I would and never will blame anybody for ordering a lock-down only for doing different things to late. I posted here that the US should stop all air traffic and close down the interstates for private people more than 4 week before it happened under pressure.
When you say "it happened" you mean the lock-down. Air traffic and interstates were not closed down. Air traffic fell by 95% in Atlanta, and it is still down, but it was never closed. There was no need to close it down. People stopped travelling on their own. There was certainly never any need to close the interstates.
There was never a large-scale lockdown in Korea, Japan or New Zealand. They acted quickly and avoided the need for that, except in Sapporo. There was a "soft" voluntary lockdown in Tokyo. It did not last long. It accomplished the goal, which was to lower the number of cases and allow better methods based on case tracking to start working again.
I do not know why Hokkaido and Sapporo was an epicenter. Perhaps it is because it was still cold there, and much of downtown Sapporo is accessed by underground tunnels and shopping malls. You can walk for miles underground. The hallways are crowded. There is a lot of snow there. I have heard that some Canadian cities have similar underground walkways.
As I have said before, a lockdown is a last-ditch effort. It is what you do when all else has failed. It should not be necessary. If U.S. officials and the administration had followed the W.H.O. advice in February, we would not have needed a lockdown, and 120,000 people would not have died. A few thousand would have died. The economy would not have crashed, and millions would not be unemployed. The W.H.O. experts coming back from China clearly described the methods being used there to stop the epidemic. Tracking, warning, quarantine, and -- when all else failed -- a lockdown in Wuhan, but none elsewhere. Korea and Vietnam immediately implemented these steps. Japan dithered and made some mistakes, but soon followed. After an initial burst of cases in Korea, the situation came under control and it has stayed under control.

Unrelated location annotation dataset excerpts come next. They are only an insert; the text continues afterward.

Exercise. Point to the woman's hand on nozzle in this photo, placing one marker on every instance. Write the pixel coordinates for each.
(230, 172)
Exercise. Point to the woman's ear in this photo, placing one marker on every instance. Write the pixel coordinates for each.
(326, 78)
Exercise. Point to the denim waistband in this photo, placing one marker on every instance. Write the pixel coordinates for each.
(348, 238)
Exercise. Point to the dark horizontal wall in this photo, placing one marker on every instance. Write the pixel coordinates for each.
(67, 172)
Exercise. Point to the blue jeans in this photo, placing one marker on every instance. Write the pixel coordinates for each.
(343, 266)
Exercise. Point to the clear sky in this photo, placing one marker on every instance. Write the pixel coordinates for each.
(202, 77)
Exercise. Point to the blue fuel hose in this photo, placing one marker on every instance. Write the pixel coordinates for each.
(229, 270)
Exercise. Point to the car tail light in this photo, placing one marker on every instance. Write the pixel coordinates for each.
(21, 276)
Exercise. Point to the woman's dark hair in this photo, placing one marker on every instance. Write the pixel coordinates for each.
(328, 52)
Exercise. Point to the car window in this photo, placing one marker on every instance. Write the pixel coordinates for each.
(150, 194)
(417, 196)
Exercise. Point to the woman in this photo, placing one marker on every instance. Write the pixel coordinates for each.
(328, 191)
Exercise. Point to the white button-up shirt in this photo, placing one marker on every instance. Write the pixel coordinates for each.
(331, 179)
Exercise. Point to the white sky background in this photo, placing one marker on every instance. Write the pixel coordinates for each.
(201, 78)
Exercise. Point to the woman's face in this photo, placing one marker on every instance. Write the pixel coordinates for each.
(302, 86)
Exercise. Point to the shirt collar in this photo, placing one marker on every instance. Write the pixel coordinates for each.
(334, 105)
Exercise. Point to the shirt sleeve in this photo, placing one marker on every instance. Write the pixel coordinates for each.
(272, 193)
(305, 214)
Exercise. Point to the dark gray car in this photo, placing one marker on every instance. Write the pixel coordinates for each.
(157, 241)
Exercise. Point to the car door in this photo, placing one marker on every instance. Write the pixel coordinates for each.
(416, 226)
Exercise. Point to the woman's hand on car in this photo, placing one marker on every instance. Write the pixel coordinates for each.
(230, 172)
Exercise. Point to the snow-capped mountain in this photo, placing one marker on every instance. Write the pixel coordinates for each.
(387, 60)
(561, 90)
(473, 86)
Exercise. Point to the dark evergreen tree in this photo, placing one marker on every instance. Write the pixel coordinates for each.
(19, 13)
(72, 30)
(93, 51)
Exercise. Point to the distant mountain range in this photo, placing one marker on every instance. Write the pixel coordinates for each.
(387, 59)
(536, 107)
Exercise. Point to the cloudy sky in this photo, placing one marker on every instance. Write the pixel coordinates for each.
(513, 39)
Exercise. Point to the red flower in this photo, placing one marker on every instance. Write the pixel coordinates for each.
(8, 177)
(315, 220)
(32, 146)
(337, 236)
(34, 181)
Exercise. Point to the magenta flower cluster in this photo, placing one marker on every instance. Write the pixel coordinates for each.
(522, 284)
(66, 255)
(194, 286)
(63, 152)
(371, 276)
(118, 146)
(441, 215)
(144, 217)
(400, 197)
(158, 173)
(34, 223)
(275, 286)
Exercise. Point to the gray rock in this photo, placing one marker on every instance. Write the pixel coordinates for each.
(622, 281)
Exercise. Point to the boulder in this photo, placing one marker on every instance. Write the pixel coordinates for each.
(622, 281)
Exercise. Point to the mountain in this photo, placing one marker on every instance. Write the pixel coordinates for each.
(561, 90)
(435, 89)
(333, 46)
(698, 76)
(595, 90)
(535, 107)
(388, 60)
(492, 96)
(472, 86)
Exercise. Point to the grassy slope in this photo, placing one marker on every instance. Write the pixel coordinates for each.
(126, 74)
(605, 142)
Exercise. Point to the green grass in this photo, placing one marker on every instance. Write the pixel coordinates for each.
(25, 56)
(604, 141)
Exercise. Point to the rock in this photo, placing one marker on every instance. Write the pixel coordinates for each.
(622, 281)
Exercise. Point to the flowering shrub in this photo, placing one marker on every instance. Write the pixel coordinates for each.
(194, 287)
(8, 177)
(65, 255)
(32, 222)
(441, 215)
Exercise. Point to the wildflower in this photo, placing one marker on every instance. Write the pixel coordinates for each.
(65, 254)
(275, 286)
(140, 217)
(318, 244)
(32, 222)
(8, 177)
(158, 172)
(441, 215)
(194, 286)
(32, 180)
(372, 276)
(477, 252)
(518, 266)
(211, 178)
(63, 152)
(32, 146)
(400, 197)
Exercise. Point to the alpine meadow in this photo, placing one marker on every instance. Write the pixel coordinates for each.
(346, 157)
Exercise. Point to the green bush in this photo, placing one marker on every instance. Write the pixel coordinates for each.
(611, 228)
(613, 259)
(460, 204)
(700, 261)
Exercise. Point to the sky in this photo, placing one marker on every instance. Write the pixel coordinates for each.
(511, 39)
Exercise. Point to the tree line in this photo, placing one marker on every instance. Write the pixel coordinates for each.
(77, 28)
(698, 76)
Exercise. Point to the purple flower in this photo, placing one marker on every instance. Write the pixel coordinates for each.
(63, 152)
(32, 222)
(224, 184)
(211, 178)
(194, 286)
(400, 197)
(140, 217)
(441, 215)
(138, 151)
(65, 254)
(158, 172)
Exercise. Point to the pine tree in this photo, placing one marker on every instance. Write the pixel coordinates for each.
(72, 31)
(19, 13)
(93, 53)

Osterholm and some others keep insisting that Japan, Korea, China, New Zealand are bound to have a second wave of infections. They keep saying this, despite the evidence. This is irresponsible. It will frighten people and it may prevent the implementation of effective steps to stop the epidemic. See:
https://www.bluezones.com/2020…o-predicted-the-pandemic/
"We can expect COVID-19 to infect 60% – 70% of Americans. That’s around 200 million Americans."
No, we should not expect that. Osterholm has been proved wrong again and again by the epidemiologists in these other countries. At this point, I begin to think his assertions are sour grapes. He does not wish to admit he was wrong. He said: "But I can say with certainty, what I call the laws of virus physics, is that this is going to continue to transmit until we see a large part of the population infected."
In Georgia, the government is not doing anything to reduce the epidemic beyond desultory attempts at case tracking. Projections now show 10,142 deaths by October 1, 2020, and a steady rise in deaths after that. I suppose another 10,000 or 20,000 people will die in Georgia before a vaccine is deployed, and another 300,000 people will die in the U.S. (201,000 by October 1.) In other countries, a few hundred people will die. We are sacrificing hundreds of thousands of people and trillions of dollars on the Altar of Stupidity. Our only goal, it seems, is to deny that science works, even if that means we kill thousands of people and destroy the economy.